Cachoeira do Roncador - É um lençol d’água que desaba de uma altura de 45m, graças a uma depressão formada no curso médio (com mais de 10 pequenas quedas d’água nas pedras) do rio Bananeiras que nasce na mata da UFPB de Bananeiras. A flora nativa em redor da cachoeira mostra uma natureza exuberante, onde permanecem angelins, sucupiras, pau d’arcos, sapucaias e pirauás. O local é adequado para caminhadas ecológicas e a prática de camping selvagem. Tem um restaurante de comida regional bem próximo ao local, exatamente onde fica o estacionamento que dá acesso a Cachoeira. Fica situada exatamente no limite dos Municípios de Bananeiras e Borborema, no Sítio Angelim.

Energia elétrica – Foi instalada em 1919, graças a mini-hidrelétrica construída por José Amâncio Ramalho, no distrito de Boa Vista (Borborema). Amâncio aproveitou o potencial do Salto da Boa Vista, um desnível natural do rio Canafístula, para gerar a energia elétrica que abastecia Serraria, Borborema, Bananeiras, Vila do Moreno (atual cidade de Solânea) e Pilões. O nome da empresa era Codebro.

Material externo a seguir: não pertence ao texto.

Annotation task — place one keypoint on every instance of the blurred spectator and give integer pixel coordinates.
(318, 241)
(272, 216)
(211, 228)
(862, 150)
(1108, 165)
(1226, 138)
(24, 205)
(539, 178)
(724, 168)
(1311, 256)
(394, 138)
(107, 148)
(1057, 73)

O primeiro rádio – Pertenceu ao vigário José Pereira Diniz, pároco de Bananeiras a partir de 1930. Era um Phillips holandês. A população lotava a casa paroquial para ver o aparelho e ouvir as novidades irradiadas.

Estrangeiros cidadãos – O português Tomás de Aquino Freire Andrade foi o primeiro cidadão estrangeiro residente em Bananeiras a adotar a cidadania brasileira, em 1837. Três anos depois o italiano Michel Martorano, que explorava a profissão de mascate, imitou o exemplo de Aquino.

Não à palmatória - O professor Francisco Xavier Junior, autor da gramática “Língua Materna”, era um bananeirense evoluído para a época em que viveu. Foi ele quem aboliu a palmatória das escolas. Esse instrumento de tortura era permitido por lei, a fim de punir alunos que não eram aplicados nos estudos. Xavier ocupou o cargo de Diretor da Instrução Pública na Paraíba, o equivalente ao atual Secretário Estadual da Educação.

O significado das toponímias – Conhecer Bananeiras significa viajar através do tempo. A menção de toponímias de origem indígena desperta a atenção do visitante, que sempre procura indagar o que significam.

Bananeiras era território dos índios Janduhys, uma feroz tribo da nação Cariri, parente de sangue e língua dos Sucurús. Horácio de Almeida, Von Martius e Irineu Jofilly, explicam porque, em domínio Cariri, prevalecem às toponímias de origem tupi. A lógica: os portugueses e espanhóis que ousaram penetrar os sertões da Cupaóba depois de 1570, escolhiam, como guias, índios potiguaras e tabajaras. Estes, quando seus senhores permitiam, batizavam os locais com nomes tupis, a sua língua-mãe, condizentes com a paisagem, a vegetação e os fenômenos naturais. Os exemplos:

Goiamunduba –É o nome de um antigo engenho do município e de um rio tributário do Mamanguape, que corta a zona rural de Bananeiras. Significa “abundância de goiabas”. É um etmo tupi. Deriva de “acoyá” ou “acoyaba”. Armando Cardoso acredita que seja termo Aruaca, de onde procede “guiava”, daí goiaba, quando traduzido para o português. A maioria dos historiadores trabalha com a versão tupi. Hoje é uma ARIE (área de relevante interesse ecológico), lá o visitante pode fazer uma bela trilha na mata onde além da rica fauna e flora temos nascentes de água mineral.
Cupaóba – Bananeiras é cortada pela serra que leva este nome. Era a antiga toponímia do atual município de Serra da Raiz. Coriolano de Medeiros traduz Cupaóba como termo tupi, que significa “aquele que se alonga”. Outros traduzem o nome como “serra que não tem fim”. Horácio de Almeida diz que é altercação de Copaóba, árvore ainda existente na região, de onde se extrai um óleo balsâmico, ao qual se atribui propriedades terapêuticas milagrosas.
Borborema – Denomina a serra que nasce no Rio Grande do Norte e acaba em Pernambuco, após atravessar a Paraíba, no sentido Norte-Sul. Deriva do tupi “por-por-eyma, igual a“terra sem gente”, “desocupada”.
Ibiapina - Von Martius afirma que deriva do tupi “mbaepino”, o equivalente a “terras altas”.
Manitu – É nome de uma antiga parada de trens perto de Bananeiras. É tupi, traduzido como “olho d’água”.
Paquequer – Assim é chamado um sítio na zona rural do município. Equivale a “dormida das pacas”.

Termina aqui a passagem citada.